Trump then called out Tomeka Hart, the jury forewoman in the Stone case, who after it had been tried was revealed to have made social media posts against Trump and about Stone before he was convicted.

“And it’s my strong opinion that the forewoman of the jury — the woman who was in charge of the jury — is totally tainted,” the president said. “When you take a look, how can you have a person like this? She was an anti-Trump activist. Can you imagine this?

Was anti-Trump bias a factor in Roger Stone's trial?

“Now, you wouldn’t know about a bad jury. Anybody here know about bad? No? These people know more about bad juries than everybody here, including the sheriff and the mayor and everybody. They know about bad juries. We’re not going to say it too much, so let’s not say it in front of more cameras than this. But you’re my experts, OK?
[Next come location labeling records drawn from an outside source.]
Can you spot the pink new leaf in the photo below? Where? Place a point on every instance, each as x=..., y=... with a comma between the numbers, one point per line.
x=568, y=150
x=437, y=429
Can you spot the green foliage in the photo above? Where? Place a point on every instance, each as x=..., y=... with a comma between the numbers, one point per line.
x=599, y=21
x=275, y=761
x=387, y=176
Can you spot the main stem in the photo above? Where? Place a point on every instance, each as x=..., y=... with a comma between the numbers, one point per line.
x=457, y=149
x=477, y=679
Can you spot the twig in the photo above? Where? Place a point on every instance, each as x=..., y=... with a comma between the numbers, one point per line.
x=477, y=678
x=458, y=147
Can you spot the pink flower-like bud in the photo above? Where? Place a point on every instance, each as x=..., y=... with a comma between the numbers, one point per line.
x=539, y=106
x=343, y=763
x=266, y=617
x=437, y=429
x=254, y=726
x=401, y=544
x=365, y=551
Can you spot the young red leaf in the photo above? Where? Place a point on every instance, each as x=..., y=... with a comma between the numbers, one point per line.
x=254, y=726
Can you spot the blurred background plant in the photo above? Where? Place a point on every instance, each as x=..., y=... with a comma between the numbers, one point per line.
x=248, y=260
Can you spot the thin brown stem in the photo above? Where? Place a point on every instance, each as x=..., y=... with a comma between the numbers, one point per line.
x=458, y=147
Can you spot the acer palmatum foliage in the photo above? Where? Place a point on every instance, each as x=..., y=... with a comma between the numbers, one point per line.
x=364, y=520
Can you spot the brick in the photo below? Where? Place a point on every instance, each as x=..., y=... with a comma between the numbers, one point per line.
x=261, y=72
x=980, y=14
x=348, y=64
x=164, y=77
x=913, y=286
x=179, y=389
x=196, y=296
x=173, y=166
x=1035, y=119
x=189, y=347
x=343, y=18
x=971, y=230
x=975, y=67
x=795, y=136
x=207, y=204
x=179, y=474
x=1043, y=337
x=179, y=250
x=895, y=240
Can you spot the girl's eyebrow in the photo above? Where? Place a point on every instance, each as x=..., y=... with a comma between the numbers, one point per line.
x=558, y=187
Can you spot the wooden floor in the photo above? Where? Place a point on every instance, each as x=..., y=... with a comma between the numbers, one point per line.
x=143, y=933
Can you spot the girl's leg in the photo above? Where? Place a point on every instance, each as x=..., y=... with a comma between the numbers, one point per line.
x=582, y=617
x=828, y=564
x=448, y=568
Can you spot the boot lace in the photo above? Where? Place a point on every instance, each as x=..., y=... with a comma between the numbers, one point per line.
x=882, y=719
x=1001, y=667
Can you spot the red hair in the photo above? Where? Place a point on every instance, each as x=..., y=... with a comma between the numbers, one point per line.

“No, but this is a woman who was an anti-Trump person, totally. Now, I don’t know if this is a fact, but she had a horrible social media account. The things she said on the account were unbelievable. She didn’t reveal that when she was chosen. And she’s, I guess, from what I hear, a very strong woman, a very dominant person, so she can get people to do whatever she wants. And she got on, and then she became the foreperson, forewoman, on the jury. And I assume they asked her a question: ‘Do you have any bias? Do you have any …’ She didn’t say that. So is that a defrauding of the court? You tell me,” Trump said.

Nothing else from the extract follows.